If I use ImageDataBunch.from_folder with this folder structure:

-train
–m
–f
-valid
–m
–f
tfms = get_transforms()
data = ImageDataBunch.from_folder(path=‘/home/user/example/’,
ds_tfms=tfms,
size=128)
versus when I have all images in the same folder and use a csv file that looks like this:
file, labels
img001.jpg, m
img002.jpg, f
img003.jpg, f
img004.jpg, m
tfms = get_transforms()

data2 = ImageDataBunch.from_csv(path='/home/user/example/',
                        folder='jpgs',
                        csv_labels='tagged_images.csv',
                        label_col=1,
                        sep=' ',
                        ds_tfms=tfms,
                        size=128,
                        valid_pct=0.2)

This gives the same results for data and data2:
print(data2.classes)
len(data2.classes),data2.c

[‘f’, ‘m’]
(2, 2)

But, I get very different behavior with fastai 1.0 (fastai 1.0.39, pytorch 1.0.0 py3.7_cuda10.0.130_cudnn7.4.1_1 [cuda100]).
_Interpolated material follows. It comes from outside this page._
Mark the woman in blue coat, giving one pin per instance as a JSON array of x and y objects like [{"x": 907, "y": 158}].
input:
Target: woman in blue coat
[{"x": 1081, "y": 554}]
Firstly, it seems like with from_folder m/f is treated as mutually exclusive (i.e. an example is either ‘m’ or ‘f’, but never both or neither), while with from_csv it is treated as non-mutually exclusive (i.e. an example can be ‘m’, ‘f’, ‘m f’ or ’ '). In connection with that, when I use create_cnn, it looks like there seem to be two outputs in the second case, instead of one. Additionally, accuracy/error_rate cause trouble. Additionally, I then have trouble with adapting
interp = ClassificationInterpretation.from_learner(learn1)
losses,idxs = interp.top_losses()
len(data.valid_ds)==len(losses)==len(idxs)
(i.e. len(losses) and len(idxs) are twice as long as data.valid_ds, this then breaks functions like show_top_losses)

Has anyone else run into this? Any solutions?

sgugger · January 4, 2019, 2:56pm

You’re passing sep = ' ' in your ImageDataBunch.from_csv call, which is used for multilabelling problems. That’s why you have those difference. For single classification, you shouldn’t have that argument.